The Ombudsman, Mayor of Bogota and Minister of Education said they
would implement the Court's order.

4. (SBU) Before becoming Inspector General, Ordonez vehemently
opposed the 2006 Constitutional Court decision allowing abortion in
the cases of rape, when the fetus is seriously deformed or when the
mother's life is at risk due to the pregnancy. In September,
Ordonez successfully scuttled the Mayor of Medellin's plans to
offer abortion services at a new integral women's health clinic.
Some hospitals and doctors still refuse to perform the legal
abortions due to objections of conscience, and some judges have
blocked the full implementation of the ruling. Ordonez argues that
abortion is still a crime (punished by one to three years
imprisonment) with specific exceptions, and not a right. He
maintains that the Court has no authority to promote a criminal act
or determine implementing regulations related to objections of

5. (SBU) The State Council, the highest administrative court,
joined the fray on October 22 by suspending the GOC's implementing
regulations of the 2006 partial decriminalization of abortion. The
State Council ruled that the Congress, and not the Executive, must
enact any implementing regulations. Abortions remain legal in the
three aforementioned circumstances even without the regulations, as
Constitutional Court President Nelson Pinilla told the press.
However, this void in regulations creates legal uncertainty for
health institutions.

Superior Judicial Council

Overturns Supreme Court


6. (SBU) On October 26, the Superior Judicial Council's
Disciplinary Court (in charge of investigating judicial officials'
conduct) annulled the Supreme Court's sentencing of Congresswoman
Sandra Arabella Velasquez to 74 months imprisonment for having used
an Air Force plane during her 2006 election campaign. Supreme
Court President Augusto Ibanez criticized the annulment, saying
that the "congressionally-elected" Disciplinary Court "ultimately
seeks impunity for those allied with paramilitary groups," and is
considering referring the matter to an international body like the
ICC. Angelino Lizcano, one of the Disciplinary Court magistrates
who voted in favor of the annulment, is a known friend of the
congresswoman but refused to abstain from the proceedings because
they "do not have an intimate friendship."
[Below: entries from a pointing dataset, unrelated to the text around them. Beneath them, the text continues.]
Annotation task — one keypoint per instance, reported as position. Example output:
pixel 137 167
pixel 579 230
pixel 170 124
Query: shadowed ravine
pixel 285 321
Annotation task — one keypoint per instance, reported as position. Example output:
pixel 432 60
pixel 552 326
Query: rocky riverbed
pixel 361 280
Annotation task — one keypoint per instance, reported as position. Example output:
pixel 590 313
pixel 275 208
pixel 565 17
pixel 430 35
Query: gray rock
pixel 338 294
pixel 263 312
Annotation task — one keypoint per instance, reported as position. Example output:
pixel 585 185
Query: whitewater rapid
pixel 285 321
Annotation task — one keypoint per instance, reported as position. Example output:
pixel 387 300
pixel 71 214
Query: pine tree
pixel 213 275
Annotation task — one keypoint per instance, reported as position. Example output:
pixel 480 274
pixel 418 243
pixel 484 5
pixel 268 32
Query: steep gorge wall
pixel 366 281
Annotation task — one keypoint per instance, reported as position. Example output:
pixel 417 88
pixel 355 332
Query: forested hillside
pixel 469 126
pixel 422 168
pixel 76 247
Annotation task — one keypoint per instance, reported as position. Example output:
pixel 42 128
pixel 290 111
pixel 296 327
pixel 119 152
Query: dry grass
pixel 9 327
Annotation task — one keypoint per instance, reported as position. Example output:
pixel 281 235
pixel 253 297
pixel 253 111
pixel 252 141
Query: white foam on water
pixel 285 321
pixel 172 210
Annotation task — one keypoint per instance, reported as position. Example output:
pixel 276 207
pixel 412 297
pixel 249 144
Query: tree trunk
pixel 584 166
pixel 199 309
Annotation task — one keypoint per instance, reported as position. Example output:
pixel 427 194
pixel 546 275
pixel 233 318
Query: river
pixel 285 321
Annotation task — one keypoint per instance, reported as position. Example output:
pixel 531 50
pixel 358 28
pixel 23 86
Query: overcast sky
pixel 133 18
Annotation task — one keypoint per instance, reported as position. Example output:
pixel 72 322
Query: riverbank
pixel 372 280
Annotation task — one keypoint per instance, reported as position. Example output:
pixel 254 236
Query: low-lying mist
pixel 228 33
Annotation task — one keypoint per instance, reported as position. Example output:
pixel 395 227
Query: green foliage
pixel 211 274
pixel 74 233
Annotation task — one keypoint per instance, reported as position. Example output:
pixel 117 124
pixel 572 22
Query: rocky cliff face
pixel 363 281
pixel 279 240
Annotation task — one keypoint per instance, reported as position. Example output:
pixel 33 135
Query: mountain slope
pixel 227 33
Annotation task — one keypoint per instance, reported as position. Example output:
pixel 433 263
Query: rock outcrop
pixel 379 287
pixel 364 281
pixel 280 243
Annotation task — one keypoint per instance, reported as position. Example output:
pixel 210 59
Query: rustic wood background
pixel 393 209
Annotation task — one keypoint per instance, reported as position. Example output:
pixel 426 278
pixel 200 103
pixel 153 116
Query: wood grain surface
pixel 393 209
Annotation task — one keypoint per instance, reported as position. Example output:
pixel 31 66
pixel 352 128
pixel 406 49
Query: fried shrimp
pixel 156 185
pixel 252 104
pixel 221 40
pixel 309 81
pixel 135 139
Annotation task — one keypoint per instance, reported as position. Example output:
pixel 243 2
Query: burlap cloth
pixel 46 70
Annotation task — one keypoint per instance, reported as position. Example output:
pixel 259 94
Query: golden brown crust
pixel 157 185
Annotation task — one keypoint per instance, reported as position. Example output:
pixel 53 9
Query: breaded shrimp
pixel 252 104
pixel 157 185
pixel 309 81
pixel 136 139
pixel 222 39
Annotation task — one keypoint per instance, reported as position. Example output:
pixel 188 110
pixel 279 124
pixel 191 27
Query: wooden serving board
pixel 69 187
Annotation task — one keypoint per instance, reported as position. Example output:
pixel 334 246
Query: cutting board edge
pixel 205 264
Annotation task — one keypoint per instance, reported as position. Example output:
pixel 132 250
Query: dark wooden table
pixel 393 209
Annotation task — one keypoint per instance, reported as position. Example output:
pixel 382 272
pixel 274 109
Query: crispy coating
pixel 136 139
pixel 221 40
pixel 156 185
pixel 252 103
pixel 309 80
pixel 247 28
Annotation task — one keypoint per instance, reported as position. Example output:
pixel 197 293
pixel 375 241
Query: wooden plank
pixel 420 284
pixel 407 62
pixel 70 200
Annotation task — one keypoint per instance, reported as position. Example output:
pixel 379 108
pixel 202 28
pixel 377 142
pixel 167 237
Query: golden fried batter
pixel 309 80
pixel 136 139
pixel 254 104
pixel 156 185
7. (SBU) The President of the Superior Judicial Council, Maria
Mercedes Lopez, abstained from the vote on the congresswoman,
saying that ruling on a penal matter "is going beyond our limits."
According to press reports, this is the first time someone
convicted by the Supreme Court (the highest penal authority in the
land) was absolved by another court because the other court
determined that no crime had occurred. The Constitutional Court
may rule on the matter of the Superior Judicial Council's
jurisdiction in this and other cases. Some analysts believe the
Superior Judicial Council should cease to exist.